Easing growth in China's construction and real estate markets is compelling many foreign architecture firms to trim both staff numbers and salaries.

The ongoing slowdown in China’s economic growth is hitting the country’s domestic architecture market, with many foreign companies now opting to reduce their operations in the Middle Kingdom.

Despite a boom in building projects and property developments since the turn of the decade, fuelled significantly by Beijing’s efforts to prop up the economy amidst trying international conditions, growth in China’s construction and real estate markets is now beginning to ease.

Constructions fell by 16 per cent in the first half compared to the same period last year. While home prices and sales saw a modest uptick in major cities during the second quarter, many developers remain wary about starting work on new projects due to a potential oversupply of both residential and commercial property.

Local governments withdrawing from urban projects, while Xi Jinping’s crackdown on corruption has led to the scuppering of many bonanza vanity projects.

The mood of caution surrounding new projects has compelled many companies, both foreign and domestic, to shelves new projects, as well as retrench workers and trim salaries.

Aedas, one of the world’s largest architecture firms, serves a case in point.
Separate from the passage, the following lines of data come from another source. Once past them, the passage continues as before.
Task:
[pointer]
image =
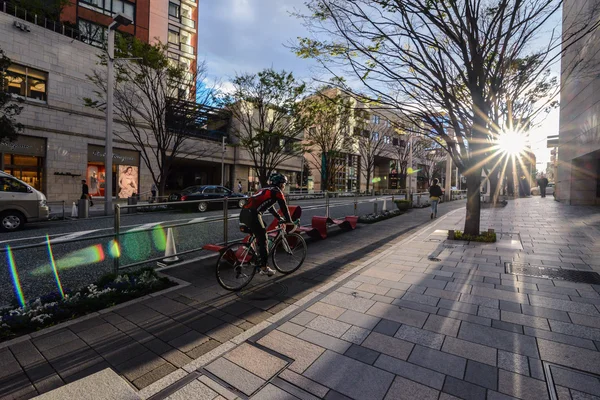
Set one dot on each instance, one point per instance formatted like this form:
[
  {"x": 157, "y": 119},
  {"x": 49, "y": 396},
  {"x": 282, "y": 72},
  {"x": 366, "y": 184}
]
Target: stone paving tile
[
  {"x": 234, "y": 375},
  {"x": 513, "y": 362},
  {"x": 438, "y": 361},
  {"x": 465, "y": 317},
  {"x": 570, "y": 356},
  {"x": 323, "y": 340},
  {"x": 302, "y": 352},
  {"x": 564, "y": 305},
  {"x": 356, "y": 335},
  {"x": 482, "y": 375},
  {"x": 362, "y": 354},
  {"x": 194, "y": 390},
  {"x": 575, "y": 330},
  {"x": 527, "y": 320},
  {"x": 470, "y": 350},
  {"x": 411, "y": 371},
  {"x": 545, "y": 313},
  {"x": 463, "y": 390},
  {"x": 561, "y": 338},
  {"x": 521, "y": 386},
  {"x": 303, "y": 318},
  {"x": 388, "y": 345},
  {"x": 326, "y": 310},
  {"x": 359, "y": 319},
  {"x": 507, "y": 326},
  {"x": 290, "y": 328},
  {"x": 350, "y": 377},
  {"x": 488, "y": 336},
  {"x": 420, "y": 336},
  {"x": 404, "y": 389},
  {"x": 387, "y": 327},
  {"x": 259, "y": 362},
  {"x": 574, "y": 380},
  {"x": 404, "y": 316}
]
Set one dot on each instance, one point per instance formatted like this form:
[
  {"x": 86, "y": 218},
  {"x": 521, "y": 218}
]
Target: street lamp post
[{"x": 118, "y": 20}]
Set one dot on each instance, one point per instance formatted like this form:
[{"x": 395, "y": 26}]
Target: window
[
  {"x": 109, "y": 7},
  {"x": 26, "y": 82},
  {"x": 11, "y": 185},
  {"x": 173, "y": 37},
  {"x": 174, "y": 10},
  {"x": 92, "y": 33}
]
The award-winning international architecture practice issued an internal memo to members of its Hong Kong office informing them that pay cuts of between five to 20 per cent would be implemented starting in July.

“Aedas’ workload has reduced and in these challenging times we need to adjust our costs to suit our current workload and the prospects for new work in this difficult market,” read the memo. “This is a very tough decision to make.”

According to the firm 275 members of its 627 strong-team in Hong Kong was subject to salary cuts, while five directors based in the mainland were subject to 10 per cent pay reductions.

The pay cuts followed the retrenchment of 24 members out of Aedas’ 281 workforce in mainland China at the start of the year.

According to Aedas chairman Keith Griffiths the retrenchments and pay cuts are part of efforts to adjust to the slowing pace of urbanisation in China as its economy matures.

The international giants are far from alone when it comes to staff reduction, with many smaller domestic and foreign architecture practices also cutting back their teams in order to deal with a more difficult market.